Campbell County, Virginia has rejected Democratic Governor Ralph Northam's coronavirus restrictions - declaring itself a "First Amendment sanctuary" in a resolution which makes it the first locality in the state to openly resist Northam's orders.
The County Board of Supervisors unanimously approved the measure last week in response to Northam's pre-Thanksgiving limits on public gatherings to 25 people or fewer, as well as an extension on the state's mask mandate to include children over the age of five. Restaurants are also prohibited from selling alcohol after 10 p.m.
Campbell County's resolution requests that the sheriff's department refuse to assist any official - state or federal - in "attempting to enforce the unconstitutional order of the Governor."
The rebellious decision echoes a 2019 measure in which the county (which voted 71% for Trump in the 2020 election) declared itself a "Second Amendment sanctuary" as one of several counties and cities which passed similar measures rejecting new gun-control laws in the commonwealth, according to WAVY.
A group known as the Virginia Constitutional Conservatives has played a vital role in the latest push to reject statewide guidelines, drafting a template resolution online that proposes bold provisions for constitutional officers to follow.

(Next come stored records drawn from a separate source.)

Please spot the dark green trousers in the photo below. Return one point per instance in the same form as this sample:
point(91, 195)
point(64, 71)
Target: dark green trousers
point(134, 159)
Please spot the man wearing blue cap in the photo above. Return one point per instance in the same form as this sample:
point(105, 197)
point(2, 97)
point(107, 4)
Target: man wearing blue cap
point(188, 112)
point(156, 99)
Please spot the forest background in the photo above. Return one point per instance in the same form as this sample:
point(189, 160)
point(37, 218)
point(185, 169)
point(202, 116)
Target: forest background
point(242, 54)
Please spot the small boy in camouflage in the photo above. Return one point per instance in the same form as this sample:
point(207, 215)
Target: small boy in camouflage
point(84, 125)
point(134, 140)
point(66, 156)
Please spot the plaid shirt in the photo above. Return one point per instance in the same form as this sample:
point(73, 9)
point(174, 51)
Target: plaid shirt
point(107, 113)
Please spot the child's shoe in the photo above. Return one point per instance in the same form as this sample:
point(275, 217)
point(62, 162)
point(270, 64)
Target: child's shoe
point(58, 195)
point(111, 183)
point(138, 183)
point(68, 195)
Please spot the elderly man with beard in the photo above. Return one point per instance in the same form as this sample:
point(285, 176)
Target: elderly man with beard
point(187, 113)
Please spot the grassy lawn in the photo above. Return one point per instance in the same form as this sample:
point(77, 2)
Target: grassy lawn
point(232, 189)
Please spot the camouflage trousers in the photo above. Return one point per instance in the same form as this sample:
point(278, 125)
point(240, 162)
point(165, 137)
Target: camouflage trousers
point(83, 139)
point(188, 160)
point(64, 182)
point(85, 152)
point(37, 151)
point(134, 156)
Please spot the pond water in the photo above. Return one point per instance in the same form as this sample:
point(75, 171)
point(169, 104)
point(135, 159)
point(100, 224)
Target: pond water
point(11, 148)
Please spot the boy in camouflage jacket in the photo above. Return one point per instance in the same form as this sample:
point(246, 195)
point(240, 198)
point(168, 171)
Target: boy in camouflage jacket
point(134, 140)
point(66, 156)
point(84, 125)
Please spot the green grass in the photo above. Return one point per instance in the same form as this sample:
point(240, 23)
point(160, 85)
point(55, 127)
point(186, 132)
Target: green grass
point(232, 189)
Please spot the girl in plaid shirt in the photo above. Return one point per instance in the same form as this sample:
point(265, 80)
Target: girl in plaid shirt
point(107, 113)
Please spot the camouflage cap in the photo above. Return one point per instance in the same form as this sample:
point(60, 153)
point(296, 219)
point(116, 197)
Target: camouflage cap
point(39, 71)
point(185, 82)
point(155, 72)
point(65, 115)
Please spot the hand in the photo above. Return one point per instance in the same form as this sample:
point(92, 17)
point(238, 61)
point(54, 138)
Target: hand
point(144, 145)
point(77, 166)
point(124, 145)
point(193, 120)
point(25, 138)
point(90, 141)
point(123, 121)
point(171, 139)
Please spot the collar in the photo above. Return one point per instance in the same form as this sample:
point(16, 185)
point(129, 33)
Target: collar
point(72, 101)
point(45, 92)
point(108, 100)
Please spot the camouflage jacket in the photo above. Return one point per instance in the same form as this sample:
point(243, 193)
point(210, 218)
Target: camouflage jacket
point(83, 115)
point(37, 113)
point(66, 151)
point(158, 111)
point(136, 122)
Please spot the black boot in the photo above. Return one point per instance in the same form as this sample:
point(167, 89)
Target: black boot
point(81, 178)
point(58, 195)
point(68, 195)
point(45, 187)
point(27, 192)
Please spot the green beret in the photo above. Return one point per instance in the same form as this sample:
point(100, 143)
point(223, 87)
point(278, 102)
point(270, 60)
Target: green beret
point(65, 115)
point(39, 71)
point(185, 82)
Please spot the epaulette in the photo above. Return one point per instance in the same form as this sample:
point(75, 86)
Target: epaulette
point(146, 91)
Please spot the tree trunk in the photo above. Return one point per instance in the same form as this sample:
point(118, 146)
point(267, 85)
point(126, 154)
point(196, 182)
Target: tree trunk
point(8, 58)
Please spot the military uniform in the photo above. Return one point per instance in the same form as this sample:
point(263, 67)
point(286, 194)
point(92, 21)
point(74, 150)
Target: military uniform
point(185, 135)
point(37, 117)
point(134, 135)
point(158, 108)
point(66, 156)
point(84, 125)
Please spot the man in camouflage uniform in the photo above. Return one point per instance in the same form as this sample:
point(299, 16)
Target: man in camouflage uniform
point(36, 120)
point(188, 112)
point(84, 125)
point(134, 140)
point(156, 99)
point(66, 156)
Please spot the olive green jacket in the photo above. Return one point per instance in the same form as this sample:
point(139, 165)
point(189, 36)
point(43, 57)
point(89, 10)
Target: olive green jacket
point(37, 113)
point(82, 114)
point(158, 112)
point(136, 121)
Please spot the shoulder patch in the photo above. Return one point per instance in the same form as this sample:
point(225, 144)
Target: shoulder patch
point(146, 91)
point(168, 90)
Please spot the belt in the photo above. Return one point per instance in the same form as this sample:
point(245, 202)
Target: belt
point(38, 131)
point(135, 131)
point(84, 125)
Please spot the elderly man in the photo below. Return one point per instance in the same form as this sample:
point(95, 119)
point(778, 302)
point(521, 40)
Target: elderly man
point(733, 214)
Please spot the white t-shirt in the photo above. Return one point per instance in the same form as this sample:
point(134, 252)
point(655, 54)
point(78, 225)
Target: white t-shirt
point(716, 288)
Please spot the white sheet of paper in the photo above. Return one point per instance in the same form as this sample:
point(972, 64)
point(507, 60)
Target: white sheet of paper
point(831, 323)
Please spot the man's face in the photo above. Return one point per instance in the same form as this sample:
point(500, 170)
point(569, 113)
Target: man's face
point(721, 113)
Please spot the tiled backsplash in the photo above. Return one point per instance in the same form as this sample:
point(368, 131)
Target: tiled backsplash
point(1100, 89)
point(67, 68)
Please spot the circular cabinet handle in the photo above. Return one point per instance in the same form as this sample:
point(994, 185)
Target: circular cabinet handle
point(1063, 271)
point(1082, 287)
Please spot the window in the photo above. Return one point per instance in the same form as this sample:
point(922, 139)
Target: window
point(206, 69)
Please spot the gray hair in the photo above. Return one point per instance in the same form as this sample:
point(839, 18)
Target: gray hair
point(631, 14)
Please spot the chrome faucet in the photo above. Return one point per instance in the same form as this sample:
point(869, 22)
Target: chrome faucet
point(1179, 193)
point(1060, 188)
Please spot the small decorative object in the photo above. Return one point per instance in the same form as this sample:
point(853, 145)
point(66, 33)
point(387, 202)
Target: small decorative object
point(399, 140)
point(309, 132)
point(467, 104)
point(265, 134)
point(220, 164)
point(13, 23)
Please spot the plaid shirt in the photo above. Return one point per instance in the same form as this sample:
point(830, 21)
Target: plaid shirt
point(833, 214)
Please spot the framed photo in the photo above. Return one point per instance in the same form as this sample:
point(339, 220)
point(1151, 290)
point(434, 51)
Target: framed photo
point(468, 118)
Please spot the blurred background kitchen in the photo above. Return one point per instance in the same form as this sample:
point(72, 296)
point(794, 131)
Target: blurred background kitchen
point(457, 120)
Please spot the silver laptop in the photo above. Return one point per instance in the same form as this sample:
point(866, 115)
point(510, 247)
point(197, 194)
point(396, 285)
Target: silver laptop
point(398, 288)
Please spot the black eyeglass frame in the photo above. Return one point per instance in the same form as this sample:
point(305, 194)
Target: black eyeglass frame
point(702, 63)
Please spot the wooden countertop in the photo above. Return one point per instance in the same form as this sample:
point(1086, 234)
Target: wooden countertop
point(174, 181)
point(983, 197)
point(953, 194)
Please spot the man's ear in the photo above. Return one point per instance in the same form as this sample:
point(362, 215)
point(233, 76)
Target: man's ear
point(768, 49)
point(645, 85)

The template calls for local law enforcement to arrest “any State Police officer, State Health Agent, or Federal Agent” who attempts to enforce the governor’s order and for commonwealth’s attorneys “not prosecute the unconstitutional mandates prohibiting the people’s right to peaceably assemble.” Failure to follow these clauses “will result in the immediate removal of County funding.” -WAVY
The resolution approved by Campbell County's board excludes language threatening budgets of sheriff's departments and local prosecutors.
Matt Cline, a supervisor who represents the County's Concord district, called Northam's order yet another example of government overreach.

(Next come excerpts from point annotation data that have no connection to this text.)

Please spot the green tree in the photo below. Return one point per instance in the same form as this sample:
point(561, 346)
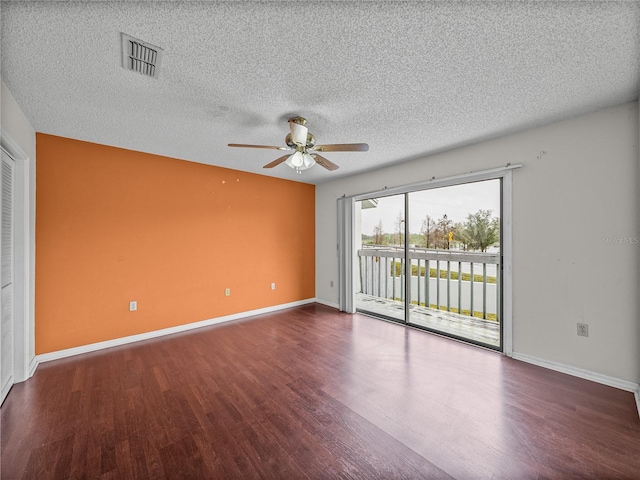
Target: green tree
point(378, 234)
point(427, 231)
point(482, 229)
point(443, 227)
point(461, 235)
point(400, 229)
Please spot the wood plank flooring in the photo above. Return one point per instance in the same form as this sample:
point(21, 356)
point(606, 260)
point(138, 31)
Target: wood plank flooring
point(312, 393)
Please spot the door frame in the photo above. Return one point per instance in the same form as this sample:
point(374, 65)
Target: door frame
point(346, 238)
point(24, 362)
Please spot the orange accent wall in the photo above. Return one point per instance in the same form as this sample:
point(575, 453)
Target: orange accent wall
point(114, 225)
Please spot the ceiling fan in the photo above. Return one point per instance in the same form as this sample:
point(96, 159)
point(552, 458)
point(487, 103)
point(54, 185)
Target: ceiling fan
point(305, 147)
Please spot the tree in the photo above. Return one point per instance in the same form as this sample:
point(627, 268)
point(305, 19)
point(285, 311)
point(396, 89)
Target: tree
point(427, 230)
point(462, 235)
point(400, 229)
point(378, 235)
point(482, 229)
point(443, 227)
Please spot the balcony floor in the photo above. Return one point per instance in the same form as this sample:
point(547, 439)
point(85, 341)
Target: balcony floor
point(472, 328)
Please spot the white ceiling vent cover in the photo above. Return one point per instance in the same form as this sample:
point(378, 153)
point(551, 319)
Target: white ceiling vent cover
point(141, 57)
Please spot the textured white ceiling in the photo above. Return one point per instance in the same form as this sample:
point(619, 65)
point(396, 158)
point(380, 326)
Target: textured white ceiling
point(409, 78)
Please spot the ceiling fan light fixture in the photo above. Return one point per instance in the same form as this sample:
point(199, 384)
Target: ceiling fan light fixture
point(307, 160)
point(296, 160)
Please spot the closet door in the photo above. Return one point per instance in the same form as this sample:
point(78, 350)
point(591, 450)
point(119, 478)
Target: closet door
point(6, 275)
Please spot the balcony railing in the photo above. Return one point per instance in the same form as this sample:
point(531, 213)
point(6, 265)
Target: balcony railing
point(466, 283)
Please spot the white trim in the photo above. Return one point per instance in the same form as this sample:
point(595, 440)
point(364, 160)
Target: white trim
point(585, 374)
point(5, 388)
point(33, 365)
point(24, 279)
point(507, 264)
point(327, 303)
point(346, 255)
point(478, 176)
point(69, 352)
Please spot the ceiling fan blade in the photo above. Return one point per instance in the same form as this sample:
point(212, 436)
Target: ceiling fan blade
point(242, 145)
point(323, 162)
point(342, 147)
point(277, 161)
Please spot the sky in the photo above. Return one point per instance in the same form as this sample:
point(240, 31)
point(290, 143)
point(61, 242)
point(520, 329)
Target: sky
point(456, 201)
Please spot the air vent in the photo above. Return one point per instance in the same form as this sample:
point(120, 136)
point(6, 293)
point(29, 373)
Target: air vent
point(141, 57)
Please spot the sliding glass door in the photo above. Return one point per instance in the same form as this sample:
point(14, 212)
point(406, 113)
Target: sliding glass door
point(380, 248)
point(432, 258)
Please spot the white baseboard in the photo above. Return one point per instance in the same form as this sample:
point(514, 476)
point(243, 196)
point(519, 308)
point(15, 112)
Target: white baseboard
point(33, 364)
point(69, 352)
point(586, 374)
point(327, 303)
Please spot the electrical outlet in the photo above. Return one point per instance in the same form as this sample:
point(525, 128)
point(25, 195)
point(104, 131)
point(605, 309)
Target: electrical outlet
point(583, 329)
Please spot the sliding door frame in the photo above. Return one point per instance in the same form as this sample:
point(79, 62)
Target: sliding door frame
point(346, 238)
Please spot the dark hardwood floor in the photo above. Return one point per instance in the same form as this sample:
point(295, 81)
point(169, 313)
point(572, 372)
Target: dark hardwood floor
point(313, 393)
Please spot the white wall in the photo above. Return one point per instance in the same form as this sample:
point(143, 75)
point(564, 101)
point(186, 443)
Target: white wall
point(17, 130)
point(584, 188)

"The governor’s order restricts the First Amendment and this resolution is in support of the rights of the citizens. Local businesses are struggling, these are real problems, not a political issue," Cline said last Wednesday. "It isn’t right or left, these are real problems, just as covid is real."
"It’s important to note what’s not in this resolution as well," he added. "It doesn’t say be cavalier, or that covid is a hoax. And it doesn’t say don’t wear a mask. It’s the responsibility of the individual."
Campbell, located near Lynchburg, has had an average of 16 new COVID-19 cases per day in the last week out of its population of 55,000 according to the state's health department.